= List of acts of the Scottish Parliament from 2023 =

==Acts of the Scottish Parliament==

| Short title |  |  | Citation | Royal assent |
Long title
| Hunting with Dogs (Scotland) Act 2023 |  |  | 2023 asp 1 | 7 March 2023 |
An Act of the Scottish Parliament to make provision about the prohibition of hunting wild mammals using dogs; to make provision about the prohibition of trail hunting; and for connected purposes.
| Budget (Scotland) Act 2023 |  |  | 2023 asp 2 | 27 March 2023 |
An Act of the Scottish Parliament to make provision, for financial year 2023/24, for the use of resources by the Scottish Administration and certain bodies whose expenditure is payable out of the Scottish Consolidated Fund, for the maximum amounts of borrowing by certain statutory bodies and for authorising the payment of sums out of the Fund; to make provision, for financial year 2024/25, for authorising the payment of sums out of the Fund on a temporary basis; and for connected purposes.
| Moveable Transactions (Scotland) Act 2023 |  |  | 2023 asp 3 | 13 June 2023 |
An Act of the Scottish Parliament to make provision in relation to the assignation of claims; to establish a register for assignation documents in respect of such claims; to make provision in relation to the granting of security in the form of a pledge over corporeal and incorporeal moveable property; to establish a register of statutory pledges; and to end the creation of agricultural charges.
| Bail and Release from Custody (Scotland) Act 2023 |  |  | 2023 asp 4 | 1 August 2023 |
An Act of the Scottish Parliament to make provision about the determination of questions of bail; to provide for the court, when sentencing, to have regard to time spent on certain bail conditions; to ensure prisoners are not released on Fridays and certain other days; to provide for the temporary release of long-term prisoners; to enable certain prisoners to be released early in emergency situations; to require certain public bodies to engage in planning for the release of prisoners; to provide support for released prisoners; to provide for information about prisoners to be given to persons or bodies supporting victims; and for connected purposes.

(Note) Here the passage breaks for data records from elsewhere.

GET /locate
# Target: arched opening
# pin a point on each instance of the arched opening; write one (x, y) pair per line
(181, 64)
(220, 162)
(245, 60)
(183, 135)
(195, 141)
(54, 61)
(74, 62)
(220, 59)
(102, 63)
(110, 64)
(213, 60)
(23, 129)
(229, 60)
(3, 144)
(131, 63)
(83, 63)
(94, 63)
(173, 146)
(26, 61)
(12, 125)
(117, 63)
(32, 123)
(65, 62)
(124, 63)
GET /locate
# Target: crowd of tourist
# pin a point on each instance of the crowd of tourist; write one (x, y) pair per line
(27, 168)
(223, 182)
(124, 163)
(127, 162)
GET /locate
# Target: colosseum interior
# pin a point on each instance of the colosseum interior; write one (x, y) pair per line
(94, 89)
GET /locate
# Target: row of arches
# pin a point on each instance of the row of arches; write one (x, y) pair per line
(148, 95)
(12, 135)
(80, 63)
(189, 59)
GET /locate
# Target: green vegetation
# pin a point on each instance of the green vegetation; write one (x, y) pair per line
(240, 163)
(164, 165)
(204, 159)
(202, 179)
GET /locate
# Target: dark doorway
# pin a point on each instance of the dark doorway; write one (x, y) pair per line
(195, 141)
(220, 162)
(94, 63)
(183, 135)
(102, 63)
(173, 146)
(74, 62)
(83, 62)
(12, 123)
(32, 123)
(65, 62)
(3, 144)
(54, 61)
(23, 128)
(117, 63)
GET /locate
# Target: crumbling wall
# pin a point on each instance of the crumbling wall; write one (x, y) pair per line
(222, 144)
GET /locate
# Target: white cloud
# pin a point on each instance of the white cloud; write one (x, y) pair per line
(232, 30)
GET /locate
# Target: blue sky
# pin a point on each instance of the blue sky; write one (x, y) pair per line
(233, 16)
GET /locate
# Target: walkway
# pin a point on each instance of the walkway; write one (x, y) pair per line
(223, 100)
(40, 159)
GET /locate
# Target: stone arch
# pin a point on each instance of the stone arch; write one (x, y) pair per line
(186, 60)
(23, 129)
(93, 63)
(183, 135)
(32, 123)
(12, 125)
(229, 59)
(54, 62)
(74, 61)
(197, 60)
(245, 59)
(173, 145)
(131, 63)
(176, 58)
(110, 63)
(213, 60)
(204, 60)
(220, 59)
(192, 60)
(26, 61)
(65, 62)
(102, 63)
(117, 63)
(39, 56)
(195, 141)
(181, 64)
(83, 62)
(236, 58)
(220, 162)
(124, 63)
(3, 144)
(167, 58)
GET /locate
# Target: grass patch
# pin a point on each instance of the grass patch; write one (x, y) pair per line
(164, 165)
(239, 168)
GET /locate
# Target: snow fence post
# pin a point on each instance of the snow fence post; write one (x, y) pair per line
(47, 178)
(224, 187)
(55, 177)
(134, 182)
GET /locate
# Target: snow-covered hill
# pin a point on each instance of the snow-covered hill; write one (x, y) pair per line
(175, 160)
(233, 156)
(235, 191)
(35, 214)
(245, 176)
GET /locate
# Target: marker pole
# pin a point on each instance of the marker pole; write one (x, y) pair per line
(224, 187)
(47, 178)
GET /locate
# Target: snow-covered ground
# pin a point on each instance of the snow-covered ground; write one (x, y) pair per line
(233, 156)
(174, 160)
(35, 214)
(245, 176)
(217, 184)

| Charities (Regulation and Administration) (Scotland) Act 2023 |  |  | 2023 asp 5 | 9 August 2023 |
An Act of the Scottish Parliament to modify certain aspects of the law relating to the regulation and administration of charities and their assets.
| Patient Safety Commissioner for Scotland Act 2023 |  |  | 2023 asp 6 | 7 November 2023 |
An Act of the Scottish Parliament to provide for the establishment and functions of a Patient Safety Commissioner for Scotland.